Indeed, prison inmates fit many of the criteria that are being used to decide the priority groups for COVID vaccination.
Like long-term care facilities, prisons are congregate living settings, where outbreaks are hard to control once an infection gets in. Moreover, they are often crowded places with poor ventilation, and prisoners may lack ready access to vital hygiene supplies like soap. Over 80 percent of cases associated with outbreaks in correctional facilities have been found in inmates. During the first wave of the pandemic, federal prisoners were 13 times more likely to catch COVID-19 than the general population.
The rate of infection has also increased rapidly with the second wave. Since Dec 1, there have been close to 2,000 cases among inmates and prison staff.
At the same time, prison inmates tend to be at higher risk of severe complications if they get infected. In part because of intersecting social determinants of health, the prison population has higher rates of many chronic conditions, including asthma, diabetes, cancer, HIV and Hepatitis C. We know these conditions are a risk factor. It may surprise many to learn that these rates are in the range of 10-45 percent higher in prisons than they are in the general population.
Not only that, but with recent increases in sentence length and higher rates of life sentences, the elderly are overrepresented in prisons. A quarter of the federal prison population is considered elderly, a fraction that is higher than in the general community.
“Prisons are hot spots for any kind of infection, and when you’re dealing with something new like this that spreads not just through bodily contact, it’s a recipe for disaster,” added Iftene.
As a society, we have an ethical obligation to the people living in our correctional facilities. We should not ignore the intersections between prison inmates and marginalized communities. People of colour and people living in poverty are overrepresented in our prisons.
Many Canadians are concerned about the pandemic’s outsized impact on marginalized neighbourhoods.
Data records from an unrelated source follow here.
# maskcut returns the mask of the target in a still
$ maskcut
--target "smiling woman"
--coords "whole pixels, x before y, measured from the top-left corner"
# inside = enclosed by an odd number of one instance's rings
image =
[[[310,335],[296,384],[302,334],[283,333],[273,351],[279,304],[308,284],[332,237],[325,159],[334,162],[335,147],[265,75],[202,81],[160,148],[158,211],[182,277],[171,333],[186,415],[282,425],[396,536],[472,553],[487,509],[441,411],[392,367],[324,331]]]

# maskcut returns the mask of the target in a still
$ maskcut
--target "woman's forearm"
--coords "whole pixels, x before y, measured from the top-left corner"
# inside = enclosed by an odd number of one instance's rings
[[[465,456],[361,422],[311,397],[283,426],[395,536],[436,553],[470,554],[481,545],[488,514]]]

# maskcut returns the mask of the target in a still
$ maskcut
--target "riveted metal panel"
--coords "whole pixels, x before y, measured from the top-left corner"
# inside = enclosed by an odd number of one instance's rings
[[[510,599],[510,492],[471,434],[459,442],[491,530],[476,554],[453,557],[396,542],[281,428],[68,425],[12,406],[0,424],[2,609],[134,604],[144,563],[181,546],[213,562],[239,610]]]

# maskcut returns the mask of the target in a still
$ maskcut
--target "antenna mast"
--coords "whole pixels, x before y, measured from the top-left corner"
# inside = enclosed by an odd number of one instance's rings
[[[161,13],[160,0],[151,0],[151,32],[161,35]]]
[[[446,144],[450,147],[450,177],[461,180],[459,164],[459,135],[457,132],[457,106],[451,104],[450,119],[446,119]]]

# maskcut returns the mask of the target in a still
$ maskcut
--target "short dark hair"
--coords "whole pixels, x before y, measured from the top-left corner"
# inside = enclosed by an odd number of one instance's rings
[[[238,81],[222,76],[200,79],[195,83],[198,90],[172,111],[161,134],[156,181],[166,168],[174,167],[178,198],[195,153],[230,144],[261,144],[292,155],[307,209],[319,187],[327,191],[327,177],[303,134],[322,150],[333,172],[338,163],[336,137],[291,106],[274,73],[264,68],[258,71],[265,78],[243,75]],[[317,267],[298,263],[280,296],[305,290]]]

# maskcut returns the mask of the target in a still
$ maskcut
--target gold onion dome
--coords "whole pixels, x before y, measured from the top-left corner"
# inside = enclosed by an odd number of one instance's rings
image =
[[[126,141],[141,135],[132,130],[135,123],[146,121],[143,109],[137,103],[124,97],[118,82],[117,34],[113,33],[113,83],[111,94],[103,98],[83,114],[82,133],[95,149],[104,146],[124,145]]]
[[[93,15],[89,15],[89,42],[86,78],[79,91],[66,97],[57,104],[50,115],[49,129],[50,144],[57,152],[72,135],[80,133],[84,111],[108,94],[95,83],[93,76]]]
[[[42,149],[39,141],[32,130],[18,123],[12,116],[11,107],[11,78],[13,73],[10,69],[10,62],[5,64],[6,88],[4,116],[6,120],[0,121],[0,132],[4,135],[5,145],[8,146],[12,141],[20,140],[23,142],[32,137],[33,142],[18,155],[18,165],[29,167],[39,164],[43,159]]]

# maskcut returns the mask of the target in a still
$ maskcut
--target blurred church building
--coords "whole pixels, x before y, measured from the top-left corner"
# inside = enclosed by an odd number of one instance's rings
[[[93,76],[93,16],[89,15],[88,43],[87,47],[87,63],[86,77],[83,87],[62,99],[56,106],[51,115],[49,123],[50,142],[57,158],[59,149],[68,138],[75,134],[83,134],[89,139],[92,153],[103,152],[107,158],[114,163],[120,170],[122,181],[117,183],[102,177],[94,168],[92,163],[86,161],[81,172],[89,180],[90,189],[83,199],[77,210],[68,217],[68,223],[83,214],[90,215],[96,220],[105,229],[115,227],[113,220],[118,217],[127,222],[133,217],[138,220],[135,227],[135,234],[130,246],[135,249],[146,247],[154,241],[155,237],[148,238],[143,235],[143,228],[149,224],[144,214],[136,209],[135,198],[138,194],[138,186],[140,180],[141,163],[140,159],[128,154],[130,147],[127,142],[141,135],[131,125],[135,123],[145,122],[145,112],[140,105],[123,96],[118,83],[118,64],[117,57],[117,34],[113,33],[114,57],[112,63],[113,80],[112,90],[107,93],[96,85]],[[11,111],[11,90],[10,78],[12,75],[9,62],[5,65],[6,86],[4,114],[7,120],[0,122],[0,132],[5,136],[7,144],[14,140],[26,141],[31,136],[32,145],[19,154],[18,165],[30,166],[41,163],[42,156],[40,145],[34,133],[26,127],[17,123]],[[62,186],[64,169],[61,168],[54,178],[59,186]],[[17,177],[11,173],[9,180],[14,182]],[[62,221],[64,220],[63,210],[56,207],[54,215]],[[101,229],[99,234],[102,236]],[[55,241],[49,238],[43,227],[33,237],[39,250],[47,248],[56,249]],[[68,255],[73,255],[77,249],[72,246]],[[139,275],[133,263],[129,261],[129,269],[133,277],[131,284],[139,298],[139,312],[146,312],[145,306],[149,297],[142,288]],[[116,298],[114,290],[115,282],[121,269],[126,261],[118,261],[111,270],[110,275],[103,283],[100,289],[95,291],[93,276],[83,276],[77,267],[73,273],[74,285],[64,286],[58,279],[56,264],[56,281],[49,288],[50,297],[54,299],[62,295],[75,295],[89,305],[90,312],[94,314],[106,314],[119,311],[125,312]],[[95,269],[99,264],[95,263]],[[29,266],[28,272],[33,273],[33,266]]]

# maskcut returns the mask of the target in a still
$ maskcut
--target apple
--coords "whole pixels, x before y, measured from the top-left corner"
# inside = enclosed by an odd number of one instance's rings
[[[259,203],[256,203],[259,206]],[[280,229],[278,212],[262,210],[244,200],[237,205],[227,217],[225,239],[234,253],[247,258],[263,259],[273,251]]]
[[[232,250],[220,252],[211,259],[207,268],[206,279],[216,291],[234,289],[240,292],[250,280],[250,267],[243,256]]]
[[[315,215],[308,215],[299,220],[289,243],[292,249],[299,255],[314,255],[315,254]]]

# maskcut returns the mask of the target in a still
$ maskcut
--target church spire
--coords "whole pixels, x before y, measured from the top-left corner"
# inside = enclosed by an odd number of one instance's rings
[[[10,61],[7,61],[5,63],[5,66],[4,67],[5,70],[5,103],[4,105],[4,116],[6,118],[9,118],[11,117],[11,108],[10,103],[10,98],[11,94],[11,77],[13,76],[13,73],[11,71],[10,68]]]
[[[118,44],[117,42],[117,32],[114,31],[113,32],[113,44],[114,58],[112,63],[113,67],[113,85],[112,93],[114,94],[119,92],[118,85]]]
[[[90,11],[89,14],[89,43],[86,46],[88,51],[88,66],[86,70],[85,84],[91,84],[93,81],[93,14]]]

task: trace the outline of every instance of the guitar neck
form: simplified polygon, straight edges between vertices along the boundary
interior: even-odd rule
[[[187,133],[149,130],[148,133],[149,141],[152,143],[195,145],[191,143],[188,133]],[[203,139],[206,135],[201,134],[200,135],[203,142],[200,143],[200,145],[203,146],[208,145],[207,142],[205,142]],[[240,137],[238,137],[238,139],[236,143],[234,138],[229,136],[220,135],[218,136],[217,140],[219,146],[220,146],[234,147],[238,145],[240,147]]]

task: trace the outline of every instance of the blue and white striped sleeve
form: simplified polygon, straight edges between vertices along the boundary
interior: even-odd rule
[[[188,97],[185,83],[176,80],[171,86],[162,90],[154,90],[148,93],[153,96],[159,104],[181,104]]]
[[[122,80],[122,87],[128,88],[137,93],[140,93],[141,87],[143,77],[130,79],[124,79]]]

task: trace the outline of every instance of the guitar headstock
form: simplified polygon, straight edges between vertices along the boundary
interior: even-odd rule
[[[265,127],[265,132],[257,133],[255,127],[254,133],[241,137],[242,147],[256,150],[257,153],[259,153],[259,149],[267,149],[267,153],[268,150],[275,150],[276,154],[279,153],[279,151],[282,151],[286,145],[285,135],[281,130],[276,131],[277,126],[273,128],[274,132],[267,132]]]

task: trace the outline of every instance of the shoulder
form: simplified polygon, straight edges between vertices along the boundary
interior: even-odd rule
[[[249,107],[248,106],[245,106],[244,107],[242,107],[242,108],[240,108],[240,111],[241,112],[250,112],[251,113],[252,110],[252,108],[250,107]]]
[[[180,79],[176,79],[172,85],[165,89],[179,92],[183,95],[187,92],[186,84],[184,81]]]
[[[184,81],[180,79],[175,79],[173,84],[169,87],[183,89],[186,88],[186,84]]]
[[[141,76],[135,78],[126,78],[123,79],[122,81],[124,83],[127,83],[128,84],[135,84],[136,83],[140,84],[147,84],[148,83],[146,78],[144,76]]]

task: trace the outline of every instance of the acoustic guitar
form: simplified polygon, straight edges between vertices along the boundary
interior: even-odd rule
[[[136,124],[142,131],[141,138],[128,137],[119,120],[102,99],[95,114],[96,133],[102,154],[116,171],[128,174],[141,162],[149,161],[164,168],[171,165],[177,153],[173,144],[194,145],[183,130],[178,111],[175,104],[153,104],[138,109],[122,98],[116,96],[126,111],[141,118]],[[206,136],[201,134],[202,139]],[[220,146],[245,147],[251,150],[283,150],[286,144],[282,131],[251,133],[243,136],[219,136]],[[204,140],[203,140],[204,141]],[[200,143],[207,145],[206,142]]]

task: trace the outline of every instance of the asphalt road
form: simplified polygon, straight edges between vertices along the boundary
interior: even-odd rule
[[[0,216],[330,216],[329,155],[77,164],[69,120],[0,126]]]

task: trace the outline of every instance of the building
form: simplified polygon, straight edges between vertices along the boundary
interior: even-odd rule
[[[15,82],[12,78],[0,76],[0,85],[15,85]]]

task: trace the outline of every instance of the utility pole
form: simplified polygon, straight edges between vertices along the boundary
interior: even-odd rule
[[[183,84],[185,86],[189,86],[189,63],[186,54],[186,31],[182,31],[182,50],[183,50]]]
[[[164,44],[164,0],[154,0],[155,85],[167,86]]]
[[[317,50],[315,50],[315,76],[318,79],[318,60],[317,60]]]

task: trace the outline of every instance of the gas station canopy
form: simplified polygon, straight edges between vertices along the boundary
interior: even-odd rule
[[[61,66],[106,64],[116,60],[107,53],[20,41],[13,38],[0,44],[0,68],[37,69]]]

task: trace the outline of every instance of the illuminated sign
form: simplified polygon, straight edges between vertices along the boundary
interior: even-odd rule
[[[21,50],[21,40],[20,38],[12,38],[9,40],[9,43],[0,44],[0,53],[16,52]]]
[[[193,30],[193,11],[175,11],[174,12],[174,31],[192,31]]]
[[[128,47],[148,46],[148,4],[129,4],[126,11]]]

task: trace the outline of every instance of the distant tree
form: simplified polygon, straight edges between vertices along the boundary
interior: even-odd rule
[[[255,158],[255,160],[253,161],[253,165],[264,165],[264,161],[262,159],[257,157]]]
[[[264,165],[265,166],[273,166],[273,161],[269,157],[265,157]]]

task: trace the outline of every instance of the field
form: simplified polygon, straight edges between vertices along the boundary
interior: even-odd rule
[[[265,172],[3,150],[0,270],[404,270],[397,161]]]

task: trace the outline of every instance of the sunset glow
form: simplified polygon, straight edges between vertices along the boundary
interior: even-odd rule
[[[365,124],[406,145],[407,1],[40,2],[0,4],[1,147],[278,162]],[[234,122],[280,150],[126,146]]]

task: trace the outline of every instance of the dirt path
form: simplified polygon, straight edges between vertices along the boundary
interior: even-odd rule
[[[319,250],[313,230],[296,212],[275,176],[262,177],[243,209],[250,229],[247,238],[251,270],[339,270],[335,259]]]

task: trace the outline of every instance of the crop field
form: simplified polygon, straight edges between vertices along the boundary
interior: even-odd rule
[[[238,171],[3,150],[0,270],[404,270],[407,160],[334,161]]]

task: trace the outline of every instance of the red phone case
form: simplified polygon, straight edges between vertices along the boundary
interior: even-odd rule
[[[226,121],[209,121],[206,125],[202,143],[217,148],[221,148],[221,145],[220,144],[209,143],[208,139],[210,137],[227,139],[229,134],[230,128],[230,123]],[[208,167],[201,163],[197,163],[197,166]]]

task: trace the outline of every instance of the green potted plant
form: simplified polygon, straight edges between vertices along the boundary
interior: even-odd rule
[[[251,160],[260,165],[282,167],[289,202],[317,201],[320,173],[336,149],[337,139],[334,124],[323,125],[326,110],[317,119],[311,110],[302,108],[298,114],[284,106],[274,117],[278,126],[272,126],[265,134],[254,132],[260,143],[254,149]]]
They often include many essential workers living in large multi-generational households. Reducing harm in these neighbourhoods includes protecting prison inmates, many of whom will return to these same homes when they are released.
Presently, COVID vaccination in our federal prisons is only part of a small pilot project restricted to inmates who are either elderly or have other high-risk medical conditions.
By every measure that we are using as a society to select who should be vaccinated next, inmates and prison staff should be high on the list. Prison inmates are still people. The pandemic has highlighted many inequities in our society, and beyond vaccination, a broader discussion of living conditions, healthcare, and decarceration is warranted. For now, yielding vaccine priority is an immediate policy decision that will make a difference.